Anaplastic Large-Cell Lymphoma in a Child with Type I Diabetes and Unrecognised Coeliac Disease

1Department of Paediatric Gastroenterology, Alder Hey Children’s NHS Foundation Trust, Eaton Road, Liverpool L12 2AP, UK
2Department of Paediatric Oncology, Alder Hey Children’s NHS Foundation Trust, Eaton Road, Liverpool L12 2AP, UK
3Department of Paediatric Pathology, Alder Hey Children's NHS Foundation Trust, Eaton Road, Liverpool L12 2AP, UK

Received 29 June 2012; Accepted 4 September 2012

Academic Editors: K. Kowal and J. Takaya

Copyright © 2012 Jemima Sharp et al.
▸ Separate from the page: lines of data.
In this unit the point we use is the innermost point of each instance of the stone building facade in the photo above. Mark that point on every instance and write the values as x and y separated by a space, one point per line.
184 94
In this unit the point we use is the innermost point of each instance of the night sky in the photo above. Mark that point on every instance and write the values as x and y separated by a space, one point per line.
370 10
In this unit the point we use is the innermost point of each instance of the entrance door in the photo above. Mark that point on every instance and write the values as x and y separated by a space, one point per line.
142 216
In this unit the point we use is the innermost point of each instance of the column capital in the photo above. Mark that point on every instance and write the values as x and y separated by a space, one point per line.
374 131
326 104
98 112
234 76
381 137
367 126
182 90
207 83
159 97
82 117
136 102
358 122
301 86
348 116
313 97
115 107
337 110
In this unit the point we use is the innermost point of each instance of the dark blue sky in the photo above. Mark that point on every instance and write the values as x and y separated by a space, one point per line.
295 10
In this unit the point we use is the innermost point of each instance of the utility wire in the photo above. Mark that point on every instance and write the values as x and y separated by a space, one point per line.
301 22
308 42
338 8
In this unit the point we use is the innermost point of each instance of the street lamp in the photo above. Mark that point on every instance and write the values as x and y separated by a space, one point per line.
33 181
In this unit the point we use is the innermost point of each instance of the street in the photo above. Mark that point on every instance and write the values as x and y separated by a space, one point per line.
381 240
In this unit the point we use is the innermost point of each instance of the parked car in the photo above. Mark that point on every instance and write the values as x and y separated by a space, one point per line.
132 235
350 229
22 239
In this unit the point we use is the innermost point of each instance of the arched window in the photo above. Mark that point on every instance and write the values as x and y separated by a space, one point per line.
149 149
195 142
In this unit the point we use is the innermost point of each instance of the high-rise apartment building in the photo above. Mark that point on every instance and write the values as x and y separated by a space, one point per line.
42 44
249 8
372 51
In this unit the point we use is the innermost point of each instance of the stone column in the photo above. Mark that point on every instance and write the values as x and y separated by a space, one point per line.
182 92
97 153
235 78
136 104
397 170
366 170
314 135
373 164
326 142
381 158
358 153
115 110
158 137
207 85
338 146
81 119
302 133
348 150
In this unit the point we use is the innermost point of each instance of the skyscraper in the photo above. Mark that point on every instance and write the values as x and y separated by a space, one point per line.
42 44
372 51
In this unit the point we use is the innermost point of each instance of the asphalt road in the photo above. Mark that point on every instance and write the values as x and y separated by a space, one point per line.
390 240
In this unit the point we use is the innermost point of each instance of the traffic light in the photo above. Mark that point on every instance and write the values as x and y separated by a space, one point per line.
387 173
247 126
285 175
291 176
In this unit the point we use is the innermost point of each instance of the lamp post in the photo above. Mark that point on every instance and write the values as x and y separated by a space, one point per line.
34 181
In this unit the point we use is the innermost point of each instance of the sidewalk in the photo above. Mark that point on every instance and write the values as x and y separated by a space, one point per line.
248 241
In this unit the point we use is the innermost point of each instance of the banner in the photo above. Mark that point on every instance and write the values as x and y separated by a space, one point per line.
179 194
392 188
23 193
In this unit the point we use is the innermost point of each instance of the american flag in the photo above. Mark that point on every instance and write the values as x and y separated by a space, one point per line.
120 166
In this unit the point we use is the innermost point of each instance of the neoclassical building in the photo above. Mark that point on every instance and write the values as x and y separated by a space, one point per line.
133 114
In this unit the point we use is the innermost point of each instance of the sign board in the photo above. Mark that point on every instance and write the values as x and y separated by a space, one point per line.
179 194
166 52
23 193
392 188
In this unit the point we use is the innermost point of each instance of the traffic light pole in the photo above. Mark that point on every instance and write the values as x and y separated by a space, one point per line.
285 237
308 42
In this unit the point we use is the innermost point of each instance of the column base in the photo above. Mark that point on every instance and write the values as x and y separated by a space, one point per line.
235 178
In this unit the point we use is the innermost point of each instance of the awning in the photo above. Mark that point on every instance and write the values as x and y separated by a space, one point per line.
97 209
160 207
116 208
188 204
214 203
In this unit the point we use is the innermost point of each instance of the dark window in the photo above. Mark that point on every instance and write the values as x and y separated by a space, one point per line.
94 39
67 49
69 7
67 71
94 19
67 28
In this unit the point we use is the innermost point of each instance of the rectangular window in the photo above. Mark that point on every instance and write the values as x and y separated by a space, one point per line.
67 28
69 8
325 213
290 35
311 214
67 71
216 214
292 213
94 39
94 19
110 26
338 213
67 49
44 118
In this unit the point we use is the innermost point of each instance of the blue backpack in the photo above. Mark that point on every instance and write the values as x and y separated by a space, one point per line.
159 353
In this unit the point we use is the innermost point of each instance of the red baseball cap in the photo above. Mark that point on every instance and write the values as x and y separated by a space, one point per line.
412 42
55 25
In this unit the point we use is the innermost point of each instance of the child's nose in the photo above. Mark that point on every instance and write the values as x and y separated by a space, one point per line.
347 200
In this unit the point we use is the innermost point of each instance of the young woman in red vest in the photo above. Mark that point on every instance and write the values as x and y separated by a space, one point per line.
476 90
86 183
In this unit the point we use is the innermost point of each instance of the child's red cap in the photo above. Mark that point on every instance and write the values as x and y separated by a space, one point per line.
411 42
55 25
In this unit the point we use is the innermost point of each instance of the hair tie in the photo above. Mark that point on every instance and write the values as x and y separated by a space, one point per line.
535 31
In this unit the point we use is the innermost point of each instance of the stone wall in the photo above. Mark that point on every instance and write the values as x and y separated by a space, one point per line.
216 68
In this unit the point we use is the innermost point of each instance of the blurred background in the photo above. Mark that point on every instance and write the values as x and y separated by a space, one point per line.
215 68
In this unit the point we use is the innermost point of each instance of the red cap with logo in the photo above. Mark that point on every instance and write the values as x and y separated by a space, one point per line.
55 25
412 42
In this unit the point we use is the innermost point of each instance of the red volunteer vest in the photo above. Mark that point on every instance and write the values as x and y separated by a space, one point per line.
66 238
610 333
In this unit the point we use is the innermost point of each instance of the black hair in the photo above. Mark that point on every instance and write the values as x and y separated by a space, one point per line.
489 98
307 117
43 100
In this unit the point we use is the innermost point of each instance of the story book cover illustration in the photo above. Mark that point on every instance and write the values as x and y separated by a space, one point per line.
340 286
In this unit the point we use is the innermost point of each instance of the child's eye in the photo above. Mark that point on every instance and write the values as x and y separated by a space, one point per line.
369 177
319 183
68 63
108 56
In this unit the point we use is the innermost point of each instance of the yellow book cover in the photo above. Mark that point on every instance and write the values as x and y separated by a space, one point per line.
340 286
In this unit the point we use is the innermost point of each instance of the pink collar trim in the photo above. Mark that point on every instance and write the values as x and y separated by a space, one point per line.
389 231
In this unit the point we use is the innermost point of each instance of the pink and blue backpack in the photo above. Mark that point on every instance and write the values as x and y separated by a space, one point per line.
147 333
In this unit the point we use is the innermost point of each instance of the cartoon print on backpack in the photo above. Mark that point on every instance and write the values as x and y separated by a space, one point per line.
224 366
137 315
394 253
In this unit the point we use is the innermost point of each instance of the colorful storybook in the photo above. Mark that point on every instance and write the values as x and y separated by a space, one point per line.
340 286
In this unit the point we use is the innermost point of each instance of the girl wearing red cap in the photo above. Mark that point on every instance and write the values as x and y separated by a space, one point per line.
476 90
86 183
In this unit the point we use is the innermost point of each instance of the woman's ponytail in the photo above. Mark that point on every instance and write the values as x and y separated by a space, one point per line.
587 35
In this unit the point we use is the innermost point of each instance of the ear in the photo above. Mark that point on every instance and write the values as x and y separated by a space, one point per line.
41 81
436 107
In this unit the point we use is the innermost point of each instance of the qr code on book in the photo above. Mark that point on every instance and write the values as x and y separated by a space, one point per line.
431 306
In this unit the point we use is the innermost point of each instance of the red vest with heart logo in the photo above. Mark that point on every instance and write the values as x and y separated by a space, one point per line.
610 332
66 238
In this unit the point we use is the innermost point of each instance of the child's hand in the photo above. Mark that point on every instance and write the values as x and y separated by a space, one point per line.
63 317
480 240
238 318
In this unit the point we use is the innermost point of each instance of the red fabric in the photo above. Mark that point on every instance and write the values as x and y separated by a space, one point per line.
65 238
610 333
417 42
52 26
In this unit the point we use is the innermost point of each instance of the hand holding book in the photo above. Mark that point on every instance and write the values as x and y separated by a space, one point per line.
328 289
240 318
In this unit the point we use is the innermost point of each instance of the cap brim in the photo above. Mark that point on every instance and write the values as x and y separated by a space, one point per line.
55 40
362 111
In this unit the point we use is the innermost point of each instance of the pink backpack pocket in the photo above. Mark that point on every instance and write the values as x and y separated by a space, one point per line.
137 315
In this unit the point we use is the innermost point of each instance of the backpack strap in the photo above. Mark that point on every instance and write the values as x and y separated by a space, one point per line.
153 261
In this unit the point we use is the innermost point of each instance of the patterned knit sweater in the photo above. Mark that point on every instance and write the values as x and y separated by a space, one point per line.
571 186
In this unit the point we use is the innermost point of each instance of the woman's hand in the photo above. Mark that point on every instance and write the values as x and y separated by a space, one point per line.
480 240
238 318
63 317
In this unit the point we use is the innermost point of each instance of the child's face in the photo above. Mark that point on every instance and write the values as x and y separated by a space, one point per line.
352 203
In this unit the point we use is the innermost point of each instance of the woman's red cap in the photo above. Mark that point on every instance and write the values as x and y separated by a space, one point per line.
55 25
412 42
This is an open access article distributed under the Creative Commons Attribution License, which permits unrestricted use, distribution, and reproduction in any medium, provided the original work is properly cited.

Abstract

Screening for coeliac disease is recommended for children from certain risk groups, with implications for diagnostic procedures and dietetic management. The risk of a malignant complication in untreated coeliac disease is not considered high in children. We present the case of a girl with type I diabetes who developed weight loss, fatigue, and inguinal lymphadenopathy. Four years before, when she was asymptomatic, a screening coeliac tTG test was positive, but gluten was not eliminated from her diet. Based on clinical examination, a duodenal biopsy, and an inguinal lymph node biopsy were performed, which confirmed both coeliac disease and an anaplastic large-cell lymphoma. HLA-typing demonstrated that she was homozygous for HLA-DQ8, which is associated with higher risk for celiac disease, more severe gluten sensitivity, and diabetes susceptibility. She responded well to chemotherapy and has been in remission for over 4 years. She remains on a gluten-free diet. This is the first case reporting the association of coeliac disease, type I diabetes, and anaplastic large-cell lymphoma in childhood. The case highlights the malignancy risk in a genetically predisposed individual, and the possible role of a perpetuated immunologic response by prolonged gluten exposure.